Zoe’s ambition has always been to combine her dedication to medicine, her passions for health and fitness as well as succeed in a career in media. She had her first taste of this when selected out of thousands for Sky 1’s Gladiators and became the undefeated ‘Amazon.’ Zoe went on to become a resident doctor on ITV’s popular daytime show ‘This Morning’. She has presented across BBC networks, including BBC News broadcast, ‘Horizons’ and ‘Trust Me I’m a Doctor’.  She specializes in debunking the confusing world of medicine, in a fun and entertaining way.
 
In 2009 she founded the organisation ‘Sportsgirls’, a non-profit organisation which aims to increase the physical activity of teen girls by inspiring, educating and motivating them to be healthier and more active. In 2013 workshops were also developed for boys and the organisation was renamed 'Fit4Life'. By working in partnership with specialist community-based organisations who share our aims, we help young people gain that essential initial start in life by improving their health, wellbeing and boosting their life aspirations, to help them be the best they can be.

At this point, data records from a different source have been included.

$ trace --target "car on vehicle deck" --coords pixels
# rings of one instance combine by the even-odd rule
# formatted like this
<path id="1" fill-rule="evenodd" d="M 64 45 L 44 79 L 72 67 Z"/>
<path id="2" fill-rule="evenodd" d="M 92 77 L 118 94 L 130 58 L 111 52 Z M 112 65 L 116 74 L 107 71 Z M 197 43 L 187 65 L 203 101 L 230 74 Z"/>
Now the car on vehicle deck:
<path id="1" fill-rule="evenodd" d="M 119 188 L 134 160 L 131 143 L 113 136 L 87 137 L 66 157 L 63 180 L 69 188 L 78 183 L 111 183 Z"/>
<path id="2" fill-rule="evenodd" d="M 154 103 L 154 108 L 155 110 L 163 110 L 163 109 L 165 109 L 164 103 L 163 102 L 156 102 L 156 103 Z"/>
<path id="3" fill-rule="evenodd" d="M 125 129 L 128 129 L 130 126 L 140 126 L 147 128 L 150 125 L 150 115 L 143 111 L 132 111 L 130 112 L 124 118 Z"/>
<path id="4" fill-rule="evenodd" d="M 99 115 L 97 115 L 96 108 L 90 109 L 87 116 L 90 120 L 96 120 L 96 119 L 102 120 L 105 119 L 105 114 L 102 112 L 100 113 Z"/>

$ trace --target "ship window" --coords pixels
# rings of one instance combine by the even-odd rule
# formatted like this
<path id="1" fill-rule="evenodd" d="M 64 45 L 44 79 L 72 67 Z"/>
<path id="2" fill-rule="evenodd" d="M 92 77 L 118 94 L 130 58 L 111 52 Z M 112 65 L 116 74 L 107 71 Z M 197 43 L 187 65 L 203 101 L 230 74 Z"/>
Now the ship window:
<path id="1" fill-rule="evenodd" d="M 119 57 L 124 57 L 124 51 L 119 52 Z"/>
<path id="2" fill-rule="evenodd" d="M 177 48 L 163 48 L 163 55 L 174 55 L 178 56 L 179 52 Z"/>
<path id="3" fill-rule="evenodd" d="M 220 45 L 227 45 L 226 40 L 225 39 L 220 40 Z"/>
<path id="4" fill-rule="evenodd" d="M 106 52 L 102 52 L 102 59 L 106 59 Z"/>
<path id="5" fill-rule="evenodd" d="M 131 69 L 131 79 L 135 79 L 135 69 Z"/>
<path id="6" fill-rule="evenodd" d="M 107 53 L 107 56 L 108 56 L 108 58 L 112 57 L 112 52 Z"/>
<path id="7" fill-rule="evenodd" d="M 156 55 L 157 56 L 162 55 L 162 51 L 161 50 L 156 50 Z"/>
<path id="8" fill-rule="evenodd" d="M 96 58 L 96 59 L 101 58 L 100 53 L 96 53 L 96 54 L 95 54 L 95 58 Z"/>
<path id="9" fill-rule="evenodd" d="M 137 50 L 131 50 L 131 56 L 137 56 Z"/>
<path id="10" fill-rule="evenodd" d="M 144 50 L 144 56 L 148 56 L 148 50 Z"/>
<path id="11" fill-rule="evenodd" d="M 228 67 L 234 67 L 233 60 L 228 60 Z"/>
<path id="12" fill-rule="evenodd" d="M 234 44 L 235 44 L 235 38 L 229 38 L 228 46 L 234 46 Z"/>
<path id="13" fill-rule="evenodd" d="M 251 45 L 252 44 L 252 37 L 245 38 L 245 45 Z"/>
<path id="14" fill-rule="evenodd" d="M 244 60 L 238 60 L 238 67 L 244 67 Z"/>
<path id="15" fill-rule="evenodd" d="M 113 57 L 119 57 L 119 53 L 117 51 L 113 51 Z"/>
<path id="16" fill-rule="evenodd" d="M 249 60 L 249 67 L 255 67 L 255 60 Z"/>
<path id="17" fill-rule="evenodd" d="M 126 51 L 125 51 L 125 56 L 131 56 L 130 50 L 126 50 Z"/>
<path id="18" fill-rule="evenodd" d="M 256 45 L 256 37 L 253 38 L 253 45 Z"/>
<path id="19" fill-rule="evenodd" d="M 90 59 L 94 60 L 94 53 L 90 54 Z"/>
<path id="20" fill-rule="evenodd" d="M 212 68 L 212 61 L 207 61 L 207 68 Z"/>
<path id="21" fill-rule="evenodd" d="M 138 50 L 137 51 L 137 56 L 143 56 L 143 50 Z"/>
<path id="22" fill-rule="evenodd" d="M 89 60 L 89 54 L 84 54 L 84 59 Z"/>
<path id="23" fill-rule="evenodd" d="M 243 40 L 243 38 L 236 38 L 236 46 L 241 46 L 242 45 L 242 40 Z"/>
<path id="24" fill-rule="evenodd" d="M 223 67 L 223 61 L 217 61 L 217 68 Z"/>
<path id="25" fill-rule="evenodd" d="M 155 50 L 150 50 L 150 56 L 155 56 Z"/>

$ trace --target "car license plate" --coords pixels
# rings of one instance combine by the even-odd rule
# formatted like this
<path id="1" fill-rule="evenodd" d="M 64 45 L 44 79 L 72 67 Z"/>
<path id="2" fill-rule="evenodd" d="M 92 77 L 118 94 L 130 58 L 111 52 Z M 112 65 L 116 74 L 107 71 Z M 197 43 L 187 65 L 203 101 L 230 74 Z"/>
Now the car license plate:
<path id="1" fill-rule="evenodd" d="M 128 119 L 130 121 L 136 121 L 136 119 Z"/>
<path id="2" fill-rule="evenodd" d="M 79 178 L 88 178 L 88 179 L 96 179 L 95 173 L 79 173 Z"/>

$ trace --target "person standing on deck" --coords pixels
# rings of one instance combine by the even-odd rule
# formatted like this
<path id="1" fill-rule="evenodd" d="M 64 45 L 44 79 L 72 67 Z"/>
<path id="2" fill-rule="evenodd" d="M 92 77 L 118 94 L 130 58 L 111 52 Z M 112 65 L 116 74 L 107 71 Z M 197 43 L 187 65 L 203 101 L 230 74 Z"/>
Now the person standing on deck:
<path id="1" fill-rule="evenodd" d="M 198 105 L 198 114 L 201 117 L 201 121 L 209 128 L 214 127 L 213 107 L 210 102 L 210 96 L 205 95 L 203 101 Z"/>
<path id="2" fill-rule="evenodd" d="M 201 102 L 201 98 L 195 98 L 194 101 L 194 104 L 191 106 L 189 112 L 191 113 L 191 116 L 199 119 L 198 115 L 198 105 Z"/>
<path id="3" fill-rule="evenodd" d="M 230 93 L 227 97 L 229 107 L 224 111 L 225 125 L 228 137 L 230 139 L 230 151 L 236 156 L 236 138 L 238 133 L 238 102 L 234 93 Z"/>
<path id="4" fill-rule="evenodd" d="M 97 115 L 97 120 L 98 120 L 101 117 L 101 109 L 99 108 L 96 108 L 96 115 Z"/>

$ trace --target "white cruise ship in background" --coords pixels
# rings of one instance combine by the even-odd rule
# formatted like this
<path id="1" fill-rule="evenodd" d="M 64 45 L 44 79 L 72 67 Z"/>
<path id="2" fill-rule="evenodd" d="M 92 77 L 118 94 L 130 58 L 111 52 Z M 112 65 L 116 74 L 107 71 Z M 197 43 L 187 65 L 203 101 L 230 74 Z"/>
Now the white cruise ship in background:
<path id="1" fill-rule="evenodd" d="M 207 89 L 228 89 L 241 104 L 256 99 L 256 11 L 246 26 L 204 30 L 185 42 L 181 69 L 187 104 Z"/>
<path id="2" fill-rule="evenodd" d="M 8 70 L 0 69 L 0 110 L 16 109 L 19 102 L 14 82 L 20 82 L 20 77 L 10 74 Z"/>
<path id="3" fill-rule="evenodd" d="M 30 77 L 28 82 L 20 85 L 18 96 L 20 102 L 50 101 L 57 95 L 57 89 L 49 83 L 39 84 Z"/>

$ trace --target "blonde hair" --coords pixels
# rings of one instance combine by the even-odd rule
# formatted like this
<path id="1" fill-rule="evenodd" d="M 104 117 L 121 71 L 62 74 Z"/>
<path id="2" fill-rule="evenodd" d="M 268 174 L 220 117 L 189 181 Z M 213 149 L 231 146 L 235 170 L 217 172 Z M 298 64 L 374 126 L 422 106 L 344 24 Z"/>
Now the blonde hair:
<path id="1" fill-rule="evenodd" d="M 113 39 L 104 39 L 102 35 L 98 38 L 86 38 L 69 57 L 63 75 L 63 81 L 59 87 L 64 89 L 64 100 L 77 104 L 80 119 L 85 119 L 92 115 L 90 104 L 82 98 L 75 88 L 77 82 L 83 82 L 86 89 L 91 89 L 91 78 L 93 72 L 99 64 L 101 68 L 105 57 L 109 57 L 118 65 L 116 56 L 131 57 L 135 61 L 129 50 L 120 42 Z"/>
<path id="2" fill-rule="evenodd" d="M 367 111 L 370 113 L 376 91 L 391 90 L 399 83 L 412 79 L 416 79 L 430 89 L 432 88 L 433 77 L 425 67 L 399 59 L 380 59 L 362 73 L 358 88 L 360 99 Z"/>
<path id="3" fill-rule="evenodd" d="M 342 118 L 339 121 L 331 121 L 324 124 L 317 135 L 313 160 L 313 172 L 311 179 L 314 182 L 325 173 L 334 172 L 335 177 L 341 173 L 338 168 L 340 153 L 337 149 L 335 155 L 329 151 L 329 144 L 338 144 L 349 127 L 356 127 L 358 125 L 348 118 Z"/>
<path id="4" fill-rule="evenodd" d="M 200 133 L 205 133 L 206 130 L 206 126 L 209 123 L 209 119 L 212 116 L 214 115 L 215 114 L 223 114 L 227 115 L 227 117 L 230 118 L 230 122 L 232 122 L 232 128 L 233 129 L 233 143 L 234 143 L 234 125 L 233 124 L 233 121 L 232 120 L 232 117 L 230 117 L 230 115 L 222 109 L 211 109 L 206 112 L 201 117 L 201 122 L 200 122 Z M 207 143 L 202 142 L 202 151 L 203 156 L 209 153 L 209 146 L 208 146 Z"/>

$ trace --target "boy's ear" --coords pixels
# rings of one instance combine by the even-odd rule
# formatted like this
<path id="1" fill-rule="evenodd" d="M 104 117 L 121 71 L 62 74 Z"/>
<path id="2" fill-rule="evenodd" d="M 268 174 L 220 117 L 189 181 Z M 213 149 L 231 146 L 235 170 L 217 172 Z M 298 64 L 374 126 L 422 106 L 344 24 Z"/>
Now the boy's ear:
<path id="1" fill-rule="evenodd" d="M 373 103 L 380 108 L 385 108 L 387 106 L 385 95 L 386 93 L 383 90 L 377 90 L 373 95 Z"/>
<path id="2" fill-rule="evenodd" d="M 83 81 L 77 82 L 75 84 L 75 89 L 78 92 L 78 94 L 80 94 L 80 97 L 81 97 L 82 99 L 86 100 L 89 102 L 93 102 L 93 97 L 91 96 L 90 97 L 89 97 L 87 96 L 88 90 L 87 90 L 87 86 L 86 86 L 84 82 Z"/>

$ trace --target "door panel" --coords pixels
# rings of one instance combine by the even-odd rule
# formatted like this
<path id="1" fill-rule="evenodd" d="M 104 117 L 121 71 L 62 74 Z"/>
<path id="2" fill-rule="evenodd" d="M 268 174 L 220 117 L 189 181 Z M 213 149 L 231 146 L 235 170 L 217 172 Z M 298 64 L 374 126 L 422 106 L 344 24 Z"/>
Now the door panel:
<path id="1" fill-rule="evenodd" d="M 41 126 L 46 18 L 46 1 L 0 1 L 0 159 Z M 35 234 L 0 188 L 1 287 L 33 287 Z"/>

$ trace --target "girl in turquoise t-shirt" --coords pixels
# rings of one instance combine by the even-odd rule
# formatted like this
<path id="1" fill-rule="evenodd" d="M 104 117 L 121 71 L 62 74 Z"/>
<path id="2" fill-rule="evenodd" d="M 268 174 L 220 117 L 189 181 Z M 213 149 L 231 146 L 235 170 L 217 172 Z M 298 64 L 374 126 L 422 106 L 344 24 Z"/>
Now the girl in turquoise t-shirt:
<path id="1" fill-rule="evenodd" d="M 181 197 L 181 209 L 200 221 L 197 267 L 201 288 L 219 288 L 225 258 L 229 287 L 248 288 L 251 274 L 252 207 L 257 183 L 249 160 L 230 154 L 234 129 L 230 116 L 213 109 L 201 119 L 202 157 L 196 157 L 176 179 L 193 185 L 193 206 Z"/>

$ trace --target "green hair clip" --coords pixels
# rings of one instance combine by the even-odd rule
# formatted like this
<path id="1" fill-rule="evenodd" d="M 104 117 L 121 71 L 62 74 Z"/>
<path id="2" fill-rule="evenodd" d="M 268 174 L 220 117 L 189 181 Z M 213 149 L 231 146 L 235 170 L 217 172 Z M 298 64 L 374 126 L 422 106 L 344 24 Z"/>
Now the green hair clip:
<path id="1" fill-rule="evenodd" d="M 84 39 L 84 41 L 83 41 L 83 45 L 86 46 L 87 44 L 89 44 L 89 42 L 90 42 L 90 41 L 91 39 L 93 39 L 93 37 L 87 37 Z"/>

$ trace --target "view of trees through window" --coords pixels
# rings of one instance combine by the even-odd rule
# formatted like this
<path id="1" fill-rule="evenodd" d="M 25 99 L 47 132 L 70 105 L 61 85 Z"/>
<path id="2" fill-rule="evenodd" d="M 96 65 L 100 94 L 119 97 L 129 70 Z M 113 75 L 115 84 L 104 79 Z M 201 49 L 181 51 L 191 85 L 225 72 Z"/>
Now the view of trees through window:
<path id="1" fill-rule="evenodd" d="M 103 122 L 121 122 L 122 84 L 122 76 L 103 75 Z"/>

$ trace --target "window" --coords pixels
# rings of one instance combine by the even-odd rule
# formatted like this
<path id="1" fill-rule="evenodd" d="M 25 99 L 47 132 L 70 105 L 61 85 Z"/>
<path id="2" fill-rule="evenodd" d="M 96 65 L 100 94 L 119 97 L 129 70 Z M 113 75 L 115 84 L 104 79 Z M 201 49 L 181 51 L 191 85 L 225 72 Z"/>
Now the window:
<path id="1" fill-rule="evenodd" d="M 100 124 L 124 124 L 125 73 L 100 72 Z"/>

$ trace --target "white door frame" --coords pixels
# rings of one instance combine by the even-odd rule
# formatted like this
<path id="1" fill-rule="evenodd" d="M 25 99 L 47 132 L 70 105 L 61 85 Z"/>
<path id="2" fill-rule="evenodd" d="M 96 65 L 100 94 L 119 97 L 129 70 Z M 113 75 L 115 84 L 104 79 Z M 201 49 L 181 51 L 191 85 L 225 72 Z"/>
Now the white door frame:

RCGP Clinical Champion for Physical Activity and Lifestyle, Dr Andrew Boyd, is a GP partner and appraiser in South London. He has interests and expertise in lifestyle medicine, in particular the importance of physical activity for health, and promotes and advocates for social prescribing nationally. He has held NHS academic and leadership positions in education and global health and was a 'Clinical Champion' teacher on PHE's Physical Activity team. He is one of the team that launched the successful RCGP/parkrun partnership in 2018. 
He is a great believer in the physical and mental wellbeing that being active in the great outdoors brings, and when not at his (standing) desk, he is an avid cyclist, runner and ski tourer.

 

 
 
 
RCGP Clinical Support Fellow for Physical Activity and Lifestyle, Dr Dane Vishnubala, is a GP for the Haxby Group in York and a Sport and Exercise Medicine Doctor in the NHS. He is the Chief Medical Officer of Basketball England and also works for a number of professional rugby and football teams. Dane is an experienced exercise professional of nearly 15 years and currently also runs a fitness industry training provider: CORE Fitness Education as well as working as the Chief Medical Advisor for Active IQ (A Health and Fitness Awarding Organisation).  Currently, he is the Public Health England Lead Clinical Champion for Physical Activity in Yorkshire and the Curriculum Lead at Leeds University’s MSc in Sport and Exercise Medicine.